From all of this hard working in interviewing and talking to our customer to write this empathy map we should land on the conclusion, which is where the Pain Points section comes into play. from all of our discussions we should be able to identify clear pain points that describe problems and points of friction for our customers, without jumping to solutions. Even going as far as asking customers what their pain points are in order for us to triangulate the qualitative data we have captured and see things all point in the same direction. 

For Mary, in our example, the pain points are fairly clear and should we be in a position to help Mary with a potential solution then we have clear data that can guide us and inform the decision making process so that any possible solutions in the future address this pain and create a more friction free experience in order to deliver value. 


 

Solution

Now that we understand Mary’s needs and pain points, we can design an effective solution and craft sales messages to show her how our product meets her needs.

For example: 

Corporate card spend is automatically associated with expense codes to reduce time spent looking them up and to minimise errors. Card spend, and expense claims, are automatically reconciled, reducing errors and saving time.
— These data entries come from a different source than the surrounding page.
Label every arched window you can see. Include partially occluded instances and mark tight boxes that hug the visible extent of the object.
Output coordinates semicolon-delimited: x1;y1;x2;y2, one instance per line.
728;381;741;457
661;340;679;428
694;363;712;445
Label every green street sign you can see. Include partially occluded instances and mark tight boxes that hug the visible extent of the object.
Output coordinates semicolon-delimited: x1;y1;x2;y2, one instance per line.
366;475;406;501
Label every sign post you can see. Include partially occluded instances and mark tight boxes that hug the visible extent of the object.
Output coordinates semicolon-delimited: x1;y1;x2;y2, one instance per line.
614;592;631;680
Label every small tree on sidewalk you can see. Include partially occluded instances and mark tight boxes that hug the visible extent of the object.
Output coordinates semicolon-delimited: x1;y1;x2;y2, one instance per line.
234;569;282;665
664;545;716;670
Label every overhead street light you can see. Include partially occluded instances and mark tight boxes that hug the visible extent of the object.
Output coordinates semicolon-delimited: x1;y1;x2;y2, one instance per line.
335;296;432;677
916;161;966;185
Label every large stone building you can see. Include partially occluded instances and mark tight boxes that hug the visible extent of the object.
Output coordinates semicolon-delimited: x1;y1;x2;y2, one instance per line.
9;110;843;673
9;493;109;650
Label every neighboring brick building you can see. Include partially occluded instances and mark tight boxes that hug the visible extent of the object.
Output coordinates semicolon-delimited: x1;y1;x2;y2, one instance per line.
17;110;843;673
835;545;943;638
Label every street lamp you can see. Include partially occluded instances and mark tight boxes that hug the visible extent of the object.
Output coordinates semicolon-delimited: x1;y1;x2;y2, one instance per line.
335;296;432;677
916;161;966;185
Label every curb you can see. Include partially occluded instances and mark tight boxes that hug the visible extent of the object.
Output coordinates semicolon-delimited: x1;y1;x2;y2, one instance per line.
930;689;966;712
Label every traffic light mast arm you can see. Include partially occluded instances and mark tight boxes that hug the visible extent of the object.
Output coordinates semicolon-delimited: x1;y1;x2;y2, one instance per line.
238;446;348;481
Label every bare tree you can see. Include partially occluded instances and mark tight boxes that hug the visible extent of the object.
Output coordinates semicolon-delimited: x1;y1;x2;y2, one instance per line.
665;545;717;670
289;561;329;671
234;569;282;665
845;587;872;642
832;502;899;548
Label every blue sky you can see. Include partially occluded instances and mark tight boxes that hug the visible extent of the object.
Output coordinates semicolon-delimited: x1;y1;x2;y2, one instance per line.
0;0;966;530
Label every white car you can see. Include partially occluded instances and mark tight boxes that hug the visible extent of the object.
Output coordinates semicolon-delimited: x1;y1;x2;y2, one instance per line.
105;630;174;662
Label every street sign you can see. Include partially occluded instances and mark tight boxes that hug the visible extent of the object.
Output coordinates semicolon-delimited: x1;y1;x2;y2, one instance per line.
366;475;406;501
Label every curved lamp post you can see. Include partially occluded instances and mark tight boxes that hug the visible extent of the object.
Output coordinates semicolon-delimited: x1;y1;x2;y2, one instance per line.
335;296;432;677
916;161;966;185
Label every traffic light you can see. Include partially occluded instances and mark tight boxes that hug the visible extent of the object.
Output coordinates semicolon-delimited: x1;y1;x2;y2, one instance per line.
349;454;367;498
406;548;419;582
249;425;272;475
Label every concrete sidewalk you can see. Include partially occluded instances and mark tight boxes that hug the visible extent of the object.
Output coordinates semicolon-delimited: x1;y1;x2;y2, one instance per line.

Staff members photograph receipts and associate them with the expense via an app.  The system will not allow expenses to be submitted without an associated receipt.  The system also forces a workflow sign-off process via line managers.

This means that expenses are completed correctly and authorized by the time they reach Mary’s team. 

Other large corporates similar to the one Mary works in typically save 20% administration time and cost on expenses once they have a fully integrated this expense system.

 

Mary is very happy!

 

Cross Check 

You will need to go out and meet real Mary's and validate your assumptions with actual customers. You can check with the real Marys that the features and benefits of your product meet Mary’s needs and overcome her problems. If they do, you have a strong product for Mary’s persona. If they don’t, you will have input for further refining your persona and product solution.

Try to schedule a one-hour meeting with 3 to 5 of you colleagues to build a proto-persona

Prior to the meeting define which product and market segment, then select a persona in this segment and complete the proto-persona template.


The Benefits of Persona Development

 If you don’t think Personas are worth the trouble, think again. Benefits include:

  • Personas give stakeholders an opportunity to discuss critical features of a redesign: This is especially helpful when you have multiple stakeholders with different ideas about what needs to be developed first. Using Personas to walk stakeholders through common interactions unveils frustrations and pain-points that will help clarify actual user priorities over the stakeholder’s personal wish list.
  • They help team members share a consistent understanding of the user group: Personas take data and make the stories more compelling and fun, thus making them easier to remember and consider when the team is working towards a solution – together.
  • Personas help designers develop informed wireframes and site architecture: Since Personas focus on the needs of the users, the team can walk through scenarios and determine optimal placement of content to specifically support the goal of the product. This is vital to the success of a website or application and will save your client thousands of dollars and/or man-hours reworking a product after it’s launched (and “officially” tested by actual users).
  • Personas provide a “face” to the user story, creating more empathy and understanding about the person using the product: This prevents designers and developers from applying their own mental models to the product design which may not align with actual user needs.